É fato que a CLT garante importantes direitos sociais, como férias, décimo terceiro salário, FGTS e proteção previdenciária. Mas também é verdade que ela foi concebida para um mercado de trabalho muito diferente daquele que temos hoje. A CLT não foi pensada para relações mediadas por algoritmos, para trabalhadores que atuam simultaneamente em várias plataformas, ou para profissionais que utilizam os aplicativos apenas como complemento de renda.
Por outro lado, aceitar que essa nova forma de trabalho exista sem qualquer proteção também não parece uma resposta adequada. Não podemos permitir que milhões de trabalhadores permaneçam à margem do sistema de proteção social brasileiro.
Há, ainda, uma discussão importante sobre aquilo que parte da doutrina e da jurisprudência tem denominado de subordinação algorítmica. Afinal, embora não exista um supervisor humano acompanhando diretamente a prestação de serviços, as plataformas definem preços, distribuem demandas, estabelecem critérios de avaliação e, em alguma medida, influenciam o próprio acesso ao trabalho.

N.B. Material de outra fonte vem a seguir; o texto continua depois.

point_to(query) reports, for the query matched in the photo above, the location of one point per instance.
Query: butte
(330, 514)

Essas características revelam que estamos diante de uma realidade complexa, que dificilmente se encaixa de maneira perfeita nas categorias jurídicas tradicionais. No meu sentir, o Brasil precisa superar a lógica binária e o falso dilema entre a completa “celetização” das plataformas e a ausência total de regulação. Creio existir uma terceira via possível.
Assim como o ordenamento jurídico brasileiro construiu marcos específicos para algumas categorias de trabalhadores, como rurais, domésticos e representantes comerciais, por exemplo, é possível construir uma regulamentação própria para o trabalho prestado através em plataformas digitais.
Esse marco regulatório deve assegurar direitos mínimos compatíveis com a dinâmica do setor: transparência em relação aos algoritmos e aos critérios de remuneração, parâmetros básicos de proteção social, mecanismos de prevenção de riscos e um sistema previdenciário viável e sustentável.
Não se trata de “celetizar a Uber” nem de “uberizar a CLT”. Trata-se, sobretudo, de reconhecer que o mundo do trabalho mudou e que a legislação precisa ser capaz de acompanhar essas transformações.
Enquanto aguardamos a decisão do Supremo Tribunal Federal, é importante que os trabalhadores pensem também em sua própria proteção social, especialmente por meio das contribuições previdenciárias pertinentes, para que estejam amparados em situações de doença, acidente ou incapacidade.
O julgamento do STF certamente terá enorme relevância jurídica. Mas a questão mais importante é: que modelo de proteção social queremos construir para milhões de brasileiros que já estão inseridos no capitalismo de plataforma?
Essa é uma decisão que transcende o aspecto jurídico. Trata-se de uma escolha política, que exige criatividade legislativa, segurança jurídica e senso de urgência. Dela dependerá não apenas o futuro do trabalho por aplicativos, mas a capacidade do país de responder aos desafios do trabalho no século XXI.
*Taciela Cordeiro Cylleno é Juíza Federal do Trabalho, titular da 9ª Vara do Trabalho do Rio de Janeiro, presidente da AJUTRA e membro do Conselho Pedagógico da EJUD-TRT-RJ.